Questa scelta conta perché la capacità di memoria spesso stabilisce il limite pratico dell'AI locale. Una GPU può disporre di un'ampia potenza di calcolo e tuttavia non riuscire a contenere un modello, un contesto esteso, una pipeline visiva o un dataset di lavoro. Nvidia scommette sul fatto che gli acquirenti enterprise attribuiranno più valore a minori compromessi sulla memoria che alla massima larghezza di banda offerta da una scheda gaming.

Nvidia RTX Pro 5500 cambia l'equazione della memoria

La caratteristica distintiva non è un nuovo motore di calcolo. È la decisione di affiancare una capacità di calcolo di classe RTX 5090 a 84GB di memoria protetta.

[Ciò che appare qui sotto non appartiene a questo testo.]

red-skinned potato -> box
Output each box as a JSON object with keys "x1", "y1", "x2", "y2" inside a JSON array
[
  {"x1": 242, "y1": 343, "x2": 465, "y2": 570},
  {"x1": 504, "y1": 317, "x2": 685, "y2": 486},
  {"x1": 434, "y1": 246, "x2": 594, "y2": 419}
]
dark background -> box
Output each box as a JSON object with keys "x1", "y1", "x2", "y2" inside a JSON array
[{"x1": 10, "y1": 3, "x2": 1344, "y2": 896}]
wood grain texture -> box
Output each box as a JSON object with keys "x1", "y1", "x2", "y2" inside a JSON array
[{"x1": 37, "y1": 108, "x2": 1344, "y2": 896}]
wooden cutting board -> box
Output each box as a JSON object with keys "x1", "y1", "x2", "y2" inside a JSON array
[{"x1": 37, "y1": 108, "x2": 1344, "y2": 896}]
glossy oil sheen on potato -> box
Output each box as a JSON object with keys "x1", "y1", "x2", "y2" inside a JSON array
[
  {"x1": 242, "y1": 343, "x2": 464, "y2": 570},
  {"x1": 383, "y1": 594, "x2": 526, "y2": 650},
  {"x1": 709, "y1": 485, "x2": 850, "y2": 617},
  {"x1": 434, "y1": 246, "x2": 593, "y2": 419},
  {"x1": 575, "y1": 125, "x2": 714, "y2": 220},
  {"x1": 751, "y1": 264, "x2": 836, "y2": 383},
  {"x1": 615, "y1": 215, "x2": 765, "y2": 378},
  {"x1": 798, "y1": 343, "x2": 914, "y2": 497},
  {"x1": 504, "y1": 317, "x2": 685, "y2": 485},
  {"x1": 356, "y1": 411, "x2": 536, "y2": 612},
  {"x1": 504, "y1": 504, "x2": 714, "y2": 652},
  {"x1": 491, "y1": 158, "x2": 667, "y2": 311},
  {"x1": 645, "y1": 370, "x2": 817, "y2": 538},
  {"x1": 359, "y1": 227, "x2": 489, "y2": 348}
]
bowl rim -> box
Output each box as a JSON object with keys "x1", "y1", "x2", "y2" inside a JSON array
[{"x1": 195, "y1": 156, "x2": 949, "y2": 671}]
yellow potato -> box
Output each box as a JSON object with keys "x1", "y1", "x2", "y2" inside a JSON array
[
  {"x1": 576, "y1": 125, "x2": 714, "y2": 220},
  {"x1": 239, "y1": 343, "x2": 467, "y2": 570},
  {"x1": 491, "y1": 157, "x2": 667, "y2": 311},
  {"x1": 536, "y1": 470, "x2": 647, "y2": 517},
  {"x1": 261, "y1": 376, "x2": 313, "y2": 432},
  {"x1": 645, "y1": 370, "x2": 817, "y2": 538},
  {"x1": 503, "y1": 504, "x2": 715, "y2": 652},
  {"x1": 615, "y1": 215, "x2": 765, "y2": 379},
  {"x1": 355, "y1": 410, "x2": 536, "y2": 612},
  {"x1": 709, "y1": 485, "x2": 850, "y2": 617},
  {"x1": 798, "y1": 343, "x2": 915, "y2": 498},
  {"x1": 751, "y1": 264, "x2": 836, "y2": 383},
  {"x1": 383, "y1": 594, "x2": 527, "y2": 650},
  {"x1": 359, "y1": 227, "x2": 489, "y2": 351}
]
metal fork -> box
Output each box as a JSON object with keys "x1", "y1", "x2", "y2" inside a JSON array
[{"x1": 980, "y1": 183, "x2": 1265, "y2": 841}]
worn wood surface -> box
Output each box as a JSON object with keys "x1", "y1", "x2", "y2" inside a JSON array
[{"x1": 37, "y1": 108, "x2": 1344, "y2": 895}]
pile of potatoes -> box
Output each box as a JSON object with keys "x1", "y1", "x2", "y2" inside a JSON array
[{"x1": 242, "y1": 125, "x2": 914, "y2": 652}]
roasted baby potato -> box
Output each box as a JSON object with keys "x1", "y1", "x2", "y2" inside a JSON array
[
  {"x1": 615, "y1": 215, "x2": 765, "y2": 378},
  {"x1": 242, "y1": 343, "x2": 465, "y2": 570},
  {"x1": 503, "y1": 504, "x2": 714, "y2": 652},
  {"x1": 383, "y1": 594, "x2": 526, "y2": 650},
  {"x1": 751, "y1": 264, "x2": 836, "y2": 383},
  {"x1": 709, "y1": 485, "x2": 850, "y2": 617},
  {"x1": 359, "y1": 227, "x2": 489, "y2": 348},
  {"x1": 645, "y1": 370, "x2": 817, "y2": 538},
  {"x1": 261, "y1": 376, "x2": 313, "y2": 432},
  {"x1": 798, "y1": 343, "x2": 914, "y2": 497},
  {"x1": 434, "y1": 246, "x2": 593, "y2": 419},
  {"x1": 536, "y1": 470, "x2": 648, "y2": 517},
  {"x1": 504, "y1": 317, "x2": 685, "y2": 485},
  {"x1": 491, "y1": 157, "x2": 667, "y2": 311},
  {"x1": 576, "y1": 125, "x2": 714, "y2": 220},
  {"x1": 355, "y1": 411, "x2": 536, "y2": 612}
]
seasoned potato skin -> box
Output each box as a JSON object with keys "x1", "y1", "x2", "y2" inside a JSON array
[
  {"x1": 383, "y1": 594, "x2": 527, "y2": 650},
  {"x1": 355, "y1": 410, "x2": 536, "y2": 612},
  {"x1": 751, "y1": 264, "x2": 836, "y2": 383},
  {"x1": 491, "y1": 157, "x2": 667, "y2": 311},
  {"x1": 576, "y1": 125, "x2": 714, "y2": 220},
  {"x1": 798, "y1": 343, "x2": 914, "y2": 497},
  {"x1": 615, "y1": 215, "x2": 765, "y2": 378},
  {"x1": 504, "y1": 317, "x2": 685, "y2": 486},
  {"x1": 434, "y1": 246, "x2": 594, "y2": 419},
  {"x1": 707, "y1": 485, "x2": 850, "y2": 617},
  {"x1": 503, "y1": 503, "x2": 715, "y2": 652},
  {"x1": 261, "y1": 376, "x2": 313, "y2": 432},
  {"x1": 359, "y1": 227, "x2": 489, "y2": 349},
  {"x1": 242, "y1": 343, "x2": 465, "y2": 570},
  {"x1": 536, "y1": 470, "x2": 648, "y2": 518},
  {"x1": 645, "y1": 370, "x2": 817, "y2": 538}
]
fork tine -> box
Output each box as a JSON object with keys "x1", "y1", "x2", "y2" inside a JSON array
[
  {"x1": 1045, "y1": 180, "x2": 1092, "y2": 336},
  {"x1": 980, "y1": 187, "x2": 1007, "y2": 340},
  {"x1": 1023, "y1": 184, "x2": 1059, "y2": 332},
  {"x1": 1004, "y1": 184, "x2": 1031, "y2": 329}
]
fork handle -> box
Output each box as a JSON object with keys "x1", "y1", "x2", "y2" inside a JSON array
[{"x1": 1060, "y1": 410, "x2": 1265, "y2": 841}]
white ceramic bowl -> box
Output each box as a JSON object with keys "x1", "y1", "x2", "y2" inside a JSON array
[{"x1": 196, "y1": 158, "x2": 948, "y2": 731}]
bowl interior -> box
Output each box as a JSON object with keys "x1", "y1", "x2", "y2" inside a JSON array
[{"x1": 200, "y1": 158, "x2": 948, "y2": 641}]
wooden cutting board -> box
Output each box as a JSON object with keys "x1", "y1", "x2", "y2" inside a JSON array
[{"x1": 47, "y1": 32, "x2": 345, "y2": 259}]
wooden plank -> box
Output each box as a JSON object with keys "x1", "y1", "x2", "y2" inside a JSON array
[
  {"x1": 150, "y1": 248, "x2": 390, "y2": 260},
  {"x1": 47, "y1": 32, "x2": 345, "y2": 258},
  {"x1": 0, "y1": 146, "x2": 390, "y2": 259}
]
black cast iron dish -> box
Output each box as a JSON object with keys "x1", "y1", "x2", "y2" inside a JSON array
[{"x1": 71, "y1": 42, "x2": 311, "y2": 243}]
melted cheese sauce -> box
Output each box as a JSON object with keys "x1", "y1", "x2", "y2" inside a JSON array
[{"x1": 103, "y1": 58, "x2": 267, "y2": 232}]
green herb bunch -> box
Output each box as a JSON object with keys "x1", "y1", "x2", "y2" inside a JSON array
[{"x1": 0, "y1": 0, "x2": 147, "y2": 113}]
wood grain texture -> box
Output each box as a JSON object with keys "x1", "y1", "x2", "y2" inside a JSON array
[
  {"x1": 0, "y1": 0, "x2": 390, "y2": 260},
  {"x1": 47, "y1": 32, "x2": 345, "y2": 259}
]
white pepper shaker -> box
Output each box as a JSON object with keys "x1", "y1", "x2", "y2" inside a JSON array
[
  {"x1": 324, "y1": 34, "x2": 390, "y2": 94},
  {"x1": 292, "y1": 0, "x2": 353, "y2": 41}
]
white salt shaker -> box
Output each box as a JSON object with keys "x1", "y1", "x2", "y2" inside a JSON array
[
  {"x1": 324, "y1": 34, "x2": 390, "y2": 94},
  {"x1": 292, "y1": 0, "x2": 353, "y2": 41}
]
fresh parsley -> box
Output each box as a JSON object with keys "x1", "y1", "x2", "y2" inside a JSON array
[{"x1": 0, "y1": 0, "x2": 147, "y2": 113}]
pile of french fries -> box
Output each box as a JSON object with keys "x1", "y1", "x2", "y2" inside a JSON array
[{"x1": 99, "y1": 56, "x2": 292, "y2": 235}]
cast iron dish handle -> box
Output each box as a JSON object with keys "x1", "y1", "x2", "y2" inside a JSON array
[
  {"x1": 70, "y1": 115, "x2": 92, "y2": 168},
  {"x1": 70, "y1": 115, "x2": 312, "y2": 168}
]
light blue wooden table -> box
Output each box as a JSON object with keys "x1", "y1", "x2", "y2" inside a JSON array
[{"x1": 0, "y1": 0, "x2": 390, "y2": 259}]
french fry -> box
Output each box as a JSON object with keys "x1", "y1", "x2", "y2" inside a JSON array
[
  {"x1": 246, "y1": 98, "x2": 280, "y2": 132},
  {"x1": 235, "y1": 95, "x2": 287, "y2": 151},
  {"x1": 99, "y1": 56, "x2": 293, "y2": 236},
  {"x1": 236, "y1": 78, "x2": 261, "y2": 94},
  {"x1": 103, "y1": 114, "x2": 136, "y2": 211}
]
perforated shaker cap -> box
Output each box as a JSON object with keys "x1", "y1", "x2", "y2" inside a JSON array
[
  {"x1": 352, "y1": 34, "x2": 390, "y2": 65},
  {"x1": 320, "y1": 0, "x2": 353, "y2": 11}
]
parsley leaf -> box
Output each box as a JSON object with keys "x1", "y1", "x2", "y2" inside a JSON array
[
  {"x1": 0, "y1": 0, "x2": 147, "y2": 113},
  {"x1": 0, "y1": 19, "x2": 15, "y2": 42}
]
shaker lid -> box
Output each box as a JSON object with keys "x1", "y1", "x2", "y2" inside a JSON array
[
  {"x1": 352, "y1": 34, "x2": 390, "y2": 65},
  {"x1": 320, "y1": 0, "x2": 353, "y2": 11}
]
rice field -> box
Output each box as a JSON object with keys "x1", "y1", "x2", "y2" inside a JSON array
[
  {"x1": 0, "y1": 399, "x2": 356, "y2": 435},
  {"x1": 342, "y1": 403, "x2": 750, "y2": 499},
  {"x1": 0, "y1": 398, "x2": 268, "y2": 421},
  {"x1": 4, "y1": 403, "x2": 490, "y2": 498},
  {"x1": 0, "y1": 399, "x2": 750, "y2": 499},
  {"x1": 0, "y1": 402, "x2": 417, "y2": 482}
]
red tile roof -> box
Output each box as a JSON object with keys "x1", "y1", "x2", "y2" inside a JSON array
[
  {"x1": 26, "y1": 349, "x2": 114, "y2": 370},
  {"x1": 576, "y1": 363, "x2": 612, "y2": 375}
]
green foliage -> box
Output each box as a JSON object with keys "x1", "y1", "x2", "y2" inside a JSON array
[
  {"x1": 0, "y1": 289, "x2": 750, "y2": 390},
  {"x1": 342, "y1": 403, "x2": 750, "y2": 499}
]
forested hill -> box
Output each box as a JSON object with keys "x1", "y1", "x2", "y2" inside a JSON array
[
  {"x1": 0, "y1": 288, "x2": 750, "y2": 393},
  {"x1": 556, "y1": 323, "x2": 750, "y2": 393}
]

Le specifiche RTX Pro di Nvidia indicano 84GB di memoria GDDR7 con codice di correzione degli errori, o ECC. L'ECC rileva e corregge determinati errori di memoria, risultando prezioso quando un risultato corrotto può vanificare ore di calcolo.

La scheda offre 1.398GB al secondo di larghezza di banda della memoria. Supporta PCIe 5.0 x16, fino a quattro uscite DisplayPort 2.1b e un consumo massimo di 600 watt. Nvidia afferma che le specifiche pubblicate restano preliminari e soggette a modifiche.

La pagina del prodotto descrive la scheda come “in arrivo”. Nvidia non aveva pubblicato una data di spedizione precisa quando il prodotto è apparso, lasciando la disponibilità come una delle maggiori questioni aperte del lancio.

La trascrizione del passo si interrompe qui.